The elections in June 2002 were won by the MNR with Sánchez de Lozada, closely followed by the MAS with the leader of the organized coca planters E. Morales . In the runoff election in parliament in August 2002, Sánchez de Lozada won through with an alliance of MNR and MIR. To overcome the severe economic crisis, the new president announced an emergency program which, in addition to combating unemployment and corruption, included reducing the budget deficit through rigorous austerity measures. Violent unrest broke out in February 2003 as a result of announced tax increases and in autumn 2003 because of plans to export natural gas to the United States via Chile. President Sánchez de Lozadaresigned after protests and riots with over 80 dead and many injured on October 17, 2003.
His successor was Vice President Carlos Mesa Gisbert (* 1953), who formed a transitional government and announced new elections. The focus of government activities was the referendum on natural gas exports on July 19, 2004, the result of which was backing for Mesa Gisbert’s energy policy. In the Organization of American States, Bolivia demanded the return of the sea access lost in the Saltpeter War on the occasion of the treaties concluded 100 years ago (October 20, 1904). After a wave of roadblocks and protests, Gisbert resigned in May 2005. The elections organized by the transitional government under Eduardo Rodríguez (* 1956) on December 18, 2005 were won by E. Morales for the first time a representative of the indigenous population.

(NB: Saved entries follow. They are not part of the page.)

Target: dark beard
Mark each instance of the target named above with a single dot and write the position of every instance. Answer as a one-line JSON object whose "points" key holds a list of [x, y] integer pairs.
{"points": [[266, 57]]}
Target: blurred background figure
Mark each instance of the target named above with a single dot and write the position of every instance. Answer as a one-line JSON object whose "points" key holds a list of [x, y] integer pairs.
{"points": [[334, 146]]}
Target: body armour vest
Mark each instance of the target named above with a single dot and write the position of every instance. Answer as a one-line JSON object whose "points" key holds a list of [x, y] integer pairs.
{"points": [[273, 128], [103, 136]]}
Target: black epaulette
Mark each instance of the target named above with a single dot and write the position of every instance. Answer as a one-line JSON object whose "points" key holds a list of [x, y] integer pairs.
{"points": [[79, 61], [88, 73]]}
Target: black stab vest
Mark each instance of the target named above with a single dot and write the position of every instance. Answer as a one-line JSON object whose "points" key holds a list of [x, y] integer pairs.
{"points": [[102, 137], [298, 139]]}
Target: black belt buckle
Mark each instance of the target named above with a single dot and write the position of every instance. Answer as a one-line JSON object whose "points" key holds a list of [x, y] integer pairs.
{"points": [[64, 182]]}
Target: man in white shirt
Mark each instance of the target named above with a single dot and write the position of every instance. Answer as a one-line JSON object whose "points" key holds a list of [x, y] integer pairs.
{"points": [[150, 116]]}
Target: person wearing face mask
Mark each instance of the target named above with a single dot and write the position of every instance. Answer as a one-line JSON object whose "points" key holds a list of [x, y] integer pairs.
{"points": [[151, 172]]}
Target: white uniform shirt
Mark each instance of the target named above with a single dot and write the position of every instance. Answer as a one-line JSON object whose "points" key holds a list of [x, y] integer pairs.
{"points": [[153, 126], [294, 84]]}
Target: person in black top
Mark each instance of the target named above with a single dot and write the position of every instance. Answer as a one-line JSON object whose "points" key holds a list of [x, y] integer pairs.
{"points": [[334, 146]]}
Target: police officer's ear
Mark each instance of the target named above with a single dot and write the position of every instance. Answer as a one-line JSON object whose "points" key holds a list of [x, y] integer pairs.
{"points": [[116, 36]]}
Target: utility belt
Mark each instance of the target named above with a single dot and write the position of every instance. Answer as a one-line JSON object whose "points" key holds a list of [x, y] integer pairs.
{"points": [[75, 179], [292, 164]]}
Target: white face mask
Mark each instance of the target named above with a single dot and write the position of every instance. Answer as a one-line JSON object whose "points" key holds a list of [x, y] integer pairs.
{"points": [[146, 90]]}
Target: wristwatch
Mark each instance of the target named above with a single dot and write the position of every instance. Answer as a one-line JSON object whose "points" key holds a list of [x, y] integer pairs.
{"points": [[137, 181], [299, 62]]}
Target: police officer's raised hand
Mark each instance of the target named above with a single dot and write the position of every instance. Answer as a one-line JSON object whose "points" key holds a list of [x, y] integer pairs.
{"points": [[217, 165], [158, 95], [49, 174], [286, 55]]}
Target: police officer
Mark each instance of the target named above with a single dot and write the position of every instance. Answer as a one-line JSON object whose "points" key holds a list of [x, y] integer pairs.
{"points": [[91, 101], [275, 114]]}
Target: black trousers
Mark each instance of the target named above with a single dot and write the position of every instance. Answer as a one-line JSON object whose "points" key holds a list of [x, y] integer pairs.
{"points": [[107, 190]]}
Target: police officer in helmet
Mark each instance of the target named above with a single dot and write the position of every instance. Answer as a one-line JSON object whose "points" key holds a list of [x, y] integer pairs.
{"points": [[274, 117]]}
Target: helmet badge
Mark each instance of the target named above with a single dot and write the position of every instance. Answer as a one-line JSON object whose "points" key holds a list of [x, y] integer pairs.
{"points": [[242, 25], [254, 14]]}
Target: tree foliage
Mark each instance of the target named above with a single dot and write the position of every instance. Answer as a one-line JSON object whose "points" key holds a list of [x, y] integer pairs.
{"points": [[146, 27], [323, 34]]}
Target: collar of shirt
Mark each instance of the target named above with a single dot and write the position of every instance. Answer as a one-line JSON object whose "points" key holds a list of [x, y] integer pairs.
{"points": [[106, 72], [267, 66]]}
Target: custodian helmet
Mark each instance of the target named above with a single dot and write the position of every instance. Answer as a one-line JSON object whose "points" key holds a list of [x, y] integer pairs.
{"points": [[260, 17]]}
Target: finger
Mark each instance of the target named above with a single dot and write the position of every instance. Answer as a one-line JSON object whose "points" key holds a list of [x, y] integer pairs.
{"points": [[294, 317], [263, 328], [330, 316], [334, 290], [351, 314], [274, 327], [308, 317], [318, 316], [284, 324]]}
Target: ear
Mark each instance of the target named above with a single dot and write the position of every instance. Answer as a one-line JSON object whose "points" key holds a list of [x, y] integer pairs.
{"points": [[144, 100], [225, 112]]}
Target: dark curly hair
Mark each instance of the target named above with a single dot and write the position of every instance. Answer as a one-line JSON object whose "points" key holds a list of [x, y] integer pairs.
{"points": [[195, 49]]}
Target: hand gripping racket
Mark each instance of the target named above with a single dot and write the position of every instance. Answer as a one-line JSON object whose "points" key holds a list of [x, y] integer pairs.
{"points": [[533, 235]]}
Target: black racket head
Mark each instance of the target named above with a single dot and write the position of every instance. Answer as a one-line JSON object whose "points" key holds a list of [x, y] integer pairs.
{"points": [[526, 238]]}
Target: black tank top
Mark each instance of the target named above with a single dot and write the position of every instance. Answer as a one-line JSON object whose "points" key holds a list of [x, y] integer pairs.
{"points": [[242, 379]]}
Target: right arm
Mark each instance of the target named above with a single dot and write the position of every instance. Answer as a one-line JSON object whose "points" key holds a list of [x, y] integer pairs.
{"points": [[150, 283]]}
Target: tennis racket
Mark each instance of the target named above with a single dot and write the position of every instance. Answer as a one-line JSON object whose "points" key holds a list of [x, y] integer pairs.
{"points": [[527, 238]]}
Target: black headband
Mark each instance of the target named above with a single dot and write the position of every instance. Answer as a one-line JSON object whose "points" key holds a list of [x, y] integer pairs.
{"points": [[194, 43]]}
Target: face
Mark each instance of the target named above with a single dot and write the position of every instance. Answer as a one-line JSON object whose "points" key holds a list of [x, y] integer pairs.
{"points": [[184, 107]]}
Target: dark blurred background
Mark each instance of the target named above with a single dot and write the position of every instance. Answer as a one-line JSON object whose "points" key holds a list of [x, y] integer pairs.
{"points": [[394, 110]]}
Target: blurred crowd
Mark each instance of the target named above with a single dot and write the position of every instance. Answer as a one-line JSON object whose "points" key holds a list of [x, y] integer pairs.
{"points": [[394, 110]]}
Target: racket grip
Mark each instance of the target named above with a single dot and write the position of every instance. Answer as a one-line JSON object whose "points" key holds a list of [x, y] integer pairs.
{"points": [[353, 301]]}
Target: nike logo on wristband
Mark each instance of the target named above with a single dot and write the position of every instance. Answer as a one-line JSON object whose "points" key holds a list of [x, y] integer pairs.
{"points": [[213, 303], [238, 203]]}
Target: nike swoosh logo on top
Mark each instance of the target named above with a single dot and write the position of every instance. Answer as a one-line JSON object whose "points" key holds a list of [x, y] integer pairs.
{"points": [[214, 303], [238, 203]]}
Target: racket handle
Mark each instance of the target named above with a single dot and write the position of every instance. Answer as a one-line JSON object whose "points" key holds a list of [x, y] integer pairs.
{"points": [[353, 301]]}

Following the example of H. Chávez in Venezuela, he suggested fundamental reforms (nationalization of the oil and gas industry on May 1, 2006) and a “re-establishment” of the state.
The constituent assembly set up in August 2006 presented a new constitution on December 14, 2007. In the period that followed, the leaders of the economically strong departments of the Bolivian lowlands opposed the president’s political course and tried to gain more autonomy. To resolve the conflict, Morales faced a referendum in August 2008, in which he was confirmed in office. At the same time, the governors of the lowland departments, who were critical of the government, also received popular support. The indecisive balance of power led to violent unrest in the first half of September 2008.